I guess it's been over a year since the reddit blackouts, we were due for more ludicrous drama and laughably inflated moderator egos. I wouldn't be surprised to see similar posts in other subreddits, at least until Reddit swoops in at someone's behest and threatens to take their toys away.

Duolingo only has themselves to blame though, I'm struggling to name another non-social media app who has cultivated a fanbase with such a weird parasocial relationship with it.

satvikpendem 16 hours ago

I'm not sure why a subreddit was acting as a company's customer support in the first place.

  • toomuchtodo 16 hours ago

    Reddit pitched companies that it was a place to meet the customer where they’re at. Fidelity customer support sits in /r/fidelityinvestments, for example, and this is mentioned both on their website and in the mobile apps.

    • satvikpendem 16 hours ago

      That's all well and good but this doesn't seem equivalent to this Duolingo subreddit where mods and other users were providing support, and I am not sure why they spent so much time acting as unpaid customer support, as they mentioned. It seems like mods self-flagellate on reddit and eventually burn out.

      • mingus88 12 hours ago

        I’ve answered questions on the internet for decades. I enjoy helping people, especially when it’s about a hobby we share.

        I would feel the same way if I came to realize that my helpful nature was being abused by a bad acting corporation, and I would refuse to give any more help until I felt it was more equitable.

        I’m not sure why Duolingo didn’t already have control over their subreddit. This is a bad look for them, and I just signed up for a family plan. Will I get support?

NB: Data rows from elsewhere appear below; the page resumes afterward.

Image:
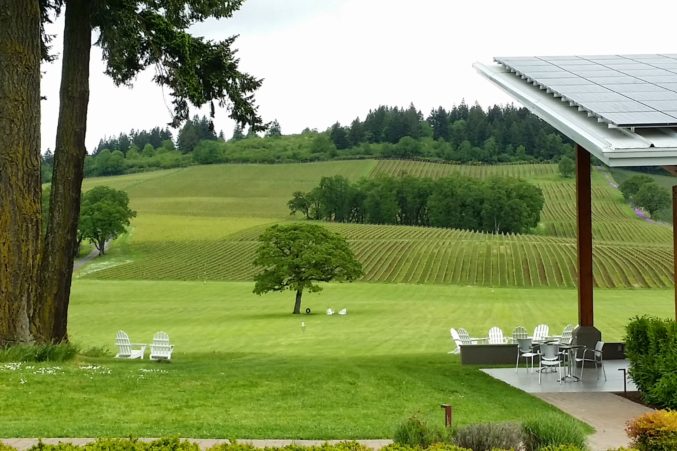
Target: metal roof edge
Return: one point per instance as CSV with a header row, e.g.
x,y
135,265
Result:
x,y
615,147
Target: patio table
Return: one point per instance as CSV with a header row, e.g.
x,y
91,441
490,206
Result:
x,y
571,351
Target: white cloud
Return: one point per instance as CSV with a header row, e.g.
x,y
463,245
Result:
x,y
329,60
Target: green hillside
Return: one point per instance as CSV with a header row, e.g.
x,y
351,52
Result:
x,y
201,223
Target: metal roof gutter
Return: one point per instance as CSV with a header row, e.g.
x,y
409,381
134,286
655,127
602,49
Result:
x,y
614,146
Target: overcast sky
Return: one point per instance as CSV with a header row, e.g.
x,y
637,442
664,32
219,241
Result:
x,y
324,61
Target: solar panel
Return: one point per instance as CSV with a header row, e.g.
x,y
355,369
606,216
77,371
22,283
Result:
x,y
622,90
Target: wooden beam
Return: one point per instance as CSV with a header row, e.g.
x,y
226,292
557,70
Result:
x,y
674,241
584,237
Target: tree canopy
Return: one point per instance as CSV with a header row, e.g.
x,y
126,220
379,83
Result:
x,y
297,256
133,35
494,205
104,215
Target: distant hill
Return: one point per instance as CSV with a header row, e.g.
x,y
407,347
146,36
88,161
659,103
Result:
x,y
202,222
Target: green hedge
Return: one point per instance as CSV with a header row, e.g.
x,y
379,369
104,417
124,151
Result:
x,y
651,348
175,444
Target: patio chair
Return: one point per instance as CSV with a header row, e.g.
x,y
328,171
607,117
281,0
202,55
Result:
x,y
518,333
496,336
465,336
524,349
549,358
160,349
567,334
127,349
595,356
541,332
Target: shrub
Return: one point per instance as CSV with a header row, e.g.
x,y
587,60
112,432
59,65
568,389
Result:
x,y
561,448
416,432
651,348
655,430
39,353
488,436
552,431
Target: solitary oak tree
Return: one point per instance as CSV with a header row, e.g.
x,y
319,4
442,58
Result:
x,y
104,215
294,257
35,277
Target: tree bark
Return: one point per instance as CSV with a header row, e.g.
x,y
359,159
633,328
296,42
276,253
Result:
x,y
69,157
20,189
297,304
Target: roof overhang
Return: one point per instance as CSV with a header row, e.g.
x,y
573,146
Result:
x,y
614,146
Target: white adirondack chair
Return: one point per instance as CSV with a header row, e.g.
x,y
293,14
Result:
x,y
519,333
567,334
456,338
541,332
127,349
160,349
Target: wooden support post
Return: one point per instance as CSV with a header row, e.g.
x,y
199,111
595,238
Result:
x,y
584,237
674,241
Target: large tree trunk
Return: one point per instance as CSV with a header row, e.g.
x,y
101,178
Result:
x,y
20,190
69,157
297,304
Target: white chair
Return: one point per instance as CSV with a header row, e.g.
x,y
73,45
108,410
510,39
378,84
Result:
x,y
456,338
525,350
496,336
550,357
127,349
160,349
595,357
518,333
567,334
541,332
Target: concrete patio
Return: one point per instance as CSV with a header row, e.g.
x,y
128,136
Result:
x,y
592,400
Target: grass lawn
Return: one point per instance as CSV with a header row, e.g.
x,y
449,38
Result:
x,y
244,367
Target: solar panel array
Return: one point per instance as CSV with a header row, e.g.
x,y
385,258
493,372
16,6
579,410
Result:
x,y
622,90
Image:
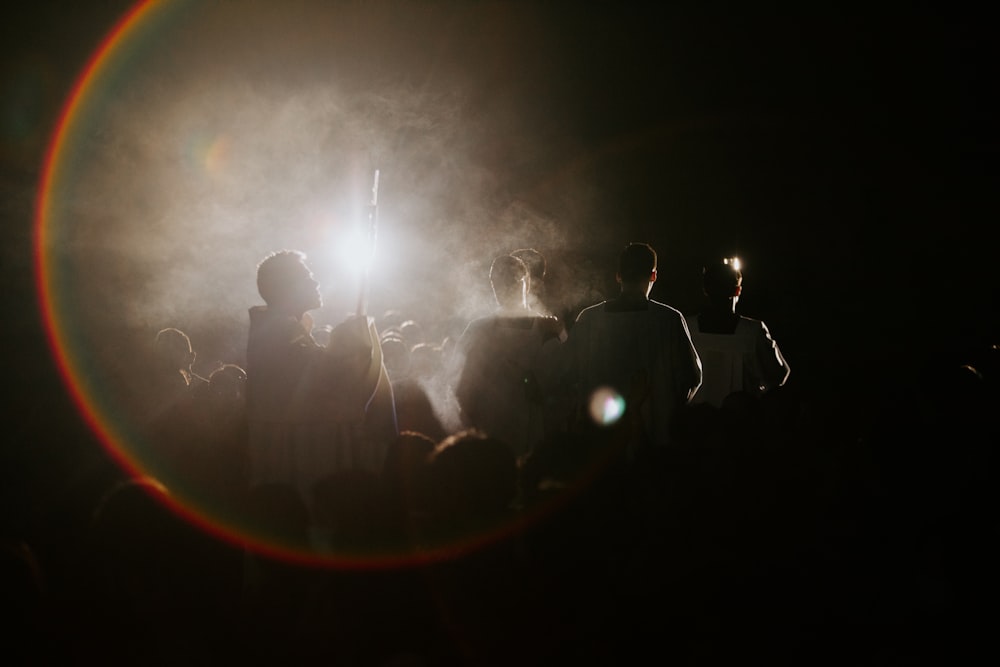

  • washadjeffmad 15 hours ago

    Companies like like Google love "Reddit Requests" and pushing support to social media because it lets them skirt fixing their non-existent yet legally mandated customer support, helps them catch and avoid PR threads (before problems go "viral"), they come off looking like benevolent angels for providing selective public attention to solve one person's issue while not having to address systemic problems, and, of course, free labor.

    After the Pixel launch, Google had this poor guy acting like a customer experience manager for the sub, escalating requests to Pixel team staff, acting as a direct liaison between Support and Engineering, and talking to angry Redditors all day, totally unpaid.

    When I point blank asked him whether and how this multi-trillion dollar company was compensating him for his very real labor, he had a "but they're my friends" moment before finally realizing they were taking advantage of him. They got a good year out of him, at least. I suggested he sue.

    A decade on, Reddit are scumbags for not addressing this at the business level, and any company using Reddit Requests is cheating customers out of an official, functional Customer Support experience.

    • gaadd33 15 hours ago

      What customer support is legally required? Just curious since I've had better experience with Google/etc related support than I have with things like most consumer electronics or appliance manufacturers.

      • washadjeffmad 14 hours ago

        Check your state's consumer rights laws. While there's a general requirement for Customer Support, there aren't universal tests or criteria for effectiveness. There are also different requirements for different industries.

bediger4000 16 hours ago

I do not understand why corporations don't at least read subreddits. HR departments could learn a lot from the "career" subreddits.

  • skeaker an hour ago

    Bottom line is that management just doesn't want to hear anything negative, ever. They're not going to read it and if their lackeys read it the lackeys know better than to tell them about it and risk their own livelihoods. Better for the shareholders if we just pretend everything is great all the time no matter what.